7 thoughts on “Preaching a Sermon for the Umpteenth Time: The Temptation to “Phone It In.”

  1. Yes live it….it should have been #1….that I know by experience…..and one omitted, give plenty of room for the Holy Spirit, this is one thing to pray for but another to let the Spirit do the work…I fail to do that many time and again by experience. Let me explain: Did it ever happen that suddenly in the middle of speaking, an idea just pop up, you are compelled to express it yet you decide to stick to the prepared sermon or prepared statement? Where do you think it come from?

    God Bless

  2. Joe,

    You are such a special friend. Those early days spent in the back of the class drawing cartoons with you and the couple of revivals I spent with you were special times of bonding for me. Then we each went off our own way for forty (?) years only to be brought back together again. You’ve meant so much to so many of us–thank you–your insights and wisdom benefit all who read with an open heart and mind.

    Joyfully Serving Christ,

    Bobby

  3. Joe, thanks. Well, I was up at 3AM, too, but for different reasons. I did not have to preach a sermon that day. But I did have to attend my Sunday School Class and take care of a number of other things on Sunday and I needed to rest in the Lord yesterday and to listen to Godly men proclaim the Good News. I have busy week scheduled this week and I needed to be encouraged in the Lord. I will see a number of people that will look to me to do things that I have no idea how I can and want me to make things happen that I have absolutely no power to make happen and have knowledge that I do not possess and ask some questions I have no idea how to answer, but still have to answer. All of our lives we need to live in the expectation that God will supply all of our needs-not wants, regardless of what we do. It took me 56 years to learn that. Thankfully, to Him, who is able to accomplish all that we ever ask, according to His riches in glory in Christ Jesus, is my prayer for you and your familly and me and my family and all I come in contact with today.
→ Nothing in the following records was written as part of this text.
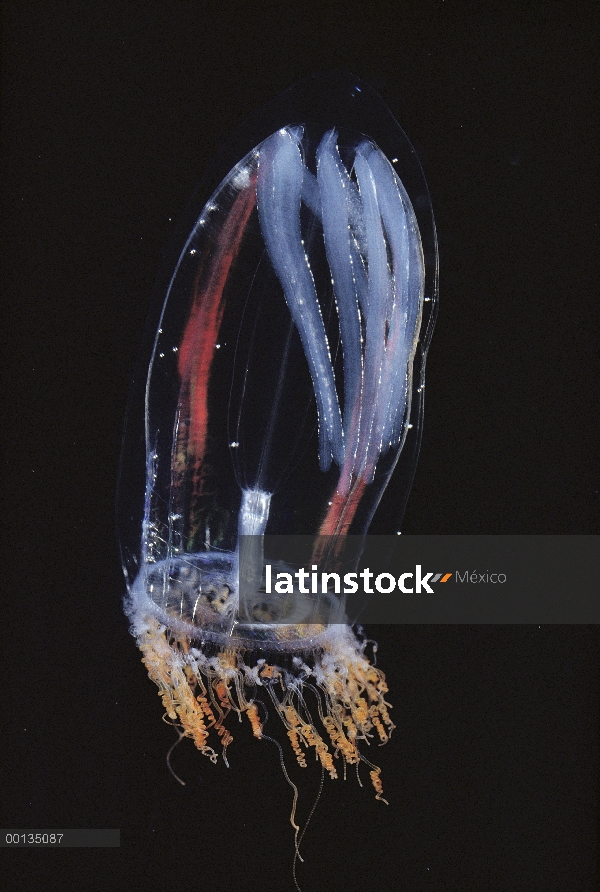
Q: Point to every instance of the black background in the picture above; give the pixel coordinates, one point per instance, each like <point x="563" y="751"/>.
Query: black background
<point x="111" y="111"/>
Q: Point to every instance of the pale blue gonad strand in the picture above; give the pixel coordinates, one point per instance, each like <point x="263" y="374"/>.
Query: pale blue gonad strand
<point x="379" y="309"/>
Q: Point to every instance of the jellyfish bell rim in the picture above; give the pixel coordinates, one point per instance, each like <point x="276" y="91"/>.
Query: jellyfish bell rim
<point x="242" y="637"/>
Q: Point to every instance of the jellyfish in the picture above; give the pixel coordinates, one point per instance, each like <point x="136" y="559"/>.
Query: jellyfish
<point x="279" y="391"/>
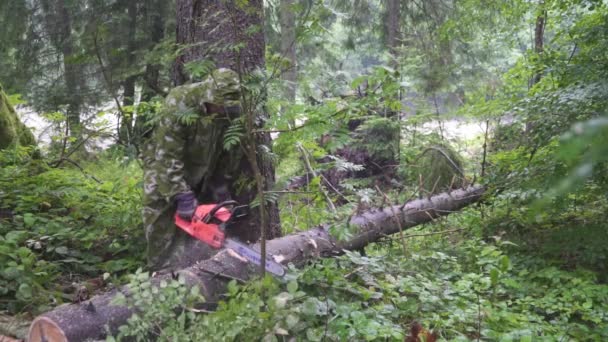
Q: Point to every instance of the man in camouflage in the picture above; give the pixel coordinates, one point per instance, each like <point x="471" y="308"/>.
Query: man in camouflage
<point x="186" y="149"/>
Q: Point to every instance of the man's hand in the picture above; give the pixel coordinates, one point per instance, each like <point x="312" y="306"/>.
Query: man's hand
<point x="186" y="204"/>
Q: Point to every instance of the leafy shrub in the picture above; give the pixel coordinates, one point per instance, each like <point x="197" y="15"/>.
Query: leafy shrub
<point x="59" y="226"/>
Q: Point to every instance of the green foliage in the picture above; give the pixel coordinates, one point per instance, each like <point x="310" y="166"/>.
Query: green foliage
<point x="165" y="309"/>
<point x="461" y="290"/>
<point x="438" y="168"/>
<point x="60" y="226"/>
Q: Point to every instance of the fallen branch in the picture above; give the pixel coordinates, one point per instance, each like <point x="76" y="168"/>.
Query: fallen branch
<point x="88" y="320"/>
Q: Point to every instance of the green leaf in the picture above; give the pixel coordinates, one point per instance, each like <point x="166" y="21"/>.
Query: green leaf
<point x="494" y="273"/>
<point x="29" y="220"/>
<point x="61" y="250"/>
<point x="292" y="286"/>
<point x="24" y="292"/>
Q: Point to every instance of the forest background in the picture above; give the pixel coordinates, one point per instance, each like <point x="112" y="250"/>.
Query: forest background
<point x="368" y="103"/>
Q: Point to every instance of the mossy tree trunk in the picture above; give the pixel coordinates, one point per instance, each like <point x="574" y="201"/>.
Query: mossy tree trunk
<point x="12" y="131"/>
<point x="229" y="34"/>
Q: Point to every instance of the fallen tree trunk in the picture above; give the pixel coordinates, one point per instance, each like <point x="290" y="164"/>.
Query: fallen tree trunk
<point x="93" y="319"/>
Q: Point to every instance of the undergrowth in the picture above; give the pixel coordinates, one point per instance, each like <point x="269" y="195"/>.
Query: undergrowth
<point x="60" y="227"/>
<point x="459" y="286"/>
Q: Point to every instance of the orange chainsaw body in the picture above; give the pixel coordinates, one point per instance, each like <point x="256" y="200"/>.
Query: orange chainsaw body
<point x="203" y="227"/>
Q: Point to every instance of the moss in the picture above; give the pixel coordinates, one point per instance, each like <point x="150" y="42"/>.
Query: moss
<point x="12" y="130"/>
<point x="440" y="168"/>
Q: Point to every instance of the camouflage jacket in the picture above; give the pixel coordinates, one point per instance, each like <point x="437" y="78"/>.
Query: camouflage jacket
<point x="187" y="145"/>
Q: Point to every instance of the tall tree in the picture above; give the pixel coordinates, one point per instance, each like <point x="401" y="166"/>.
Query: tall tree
<point x="58" y="22"/>
<point x="126" y="133"/>
<point x="288" y="48"/>
<point x="229" y="34"/>
<point x="539" y="32"/>
<point x="393" y="8"/>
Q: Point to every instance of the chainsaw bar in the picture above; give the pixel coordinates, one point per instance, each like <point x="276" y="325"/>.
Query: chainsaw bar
<point x="255" y="257"/>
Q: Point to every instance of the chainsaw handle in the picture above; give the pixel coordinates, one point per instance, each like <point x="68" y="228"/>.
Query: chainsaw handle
<point x="219" y="206"/>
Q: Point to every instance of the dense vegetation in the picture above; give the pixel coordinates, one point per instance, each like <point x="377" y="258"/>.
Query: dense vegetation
<point x="374" y="86"/>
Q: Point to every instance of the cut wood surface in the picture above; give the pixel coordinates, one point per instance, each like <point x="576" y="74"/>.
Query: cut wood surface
<point x="92" y="319"/>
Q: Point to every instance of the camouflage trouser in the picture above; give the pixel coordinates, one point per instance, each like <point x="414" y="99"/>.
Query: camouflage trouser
<point x="169" y="246"/>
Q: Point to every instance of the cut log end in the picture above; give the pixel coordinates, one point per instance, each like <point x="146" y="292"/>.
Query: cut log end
<point x="44" y="329"/>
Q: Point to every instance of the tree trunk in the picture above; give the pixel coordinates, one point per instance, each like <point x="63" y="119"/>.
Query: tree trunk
<point x="229" y="33"/>
<point x="155" y="26"/>
<point x="393" y="33"/>
<point x="78" y="322"/>
<point x="539" y="32"/>
<point x="288" y="48"/>
<point x="126" y="124"/>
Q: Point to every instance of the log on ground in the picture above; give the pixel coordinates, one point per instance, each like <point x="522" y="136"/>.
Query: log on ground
<point x="94" y="318"/>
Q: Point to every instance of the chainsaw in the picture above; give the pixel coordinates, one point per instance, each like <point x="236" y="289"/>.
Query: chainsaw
<point x="209" y="224"/>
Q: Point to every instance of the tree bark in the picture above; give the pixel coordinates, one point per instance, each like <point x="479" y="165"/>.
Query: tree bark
<point x="288" y="48"/>
<point x="58" y="23"/>
<point x="78" y="322"/>
<point x="229" y="33"/>
<point x="539" y="32"/>
<point x="126" y="125"/>
<point x="393" y="33"/>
  4. Thanks, Joe. As always, right on target and right helpful. 30 years ago, I assisted a retired pastor at a graveside service for an infant, tragically killed in a yard accident. The pastor just threw it into automatic and “phoned it in.” I was appalled and could only wonder what the young, grieving couple must be thinking and feeling. That, and I sensed the Lord saying to me, “Son, someday you’ll be an older, experienced preacher. Stay in tune with My Spirit, and your words will be sincere, appropriate, fresh, and edifying.” Your admonitions are good reminders of what our Lord desires from us. Bless you, Greg Loewer, NorthStar Church Network, Northern Virginia

  5. As usual, Joe — right on target. I’m learning this lesson, again! So far — I’m very thankful I’ve been able to avoid the temptation to “phone it in!” And, your 5 points provide a great summary and check list for all of us. and, yes !! I’m having great fun!! Looking forward to our time together the week of April 29th!

  6. My solution has been to do some street ministry and get a few people healed in the name of Jesus with divine miracles (no limp, growths gone, blind eyes see, etc.) This does wonders for eliminating platitiudes. Mark 16:15-20 is the answer for vain rpeptition.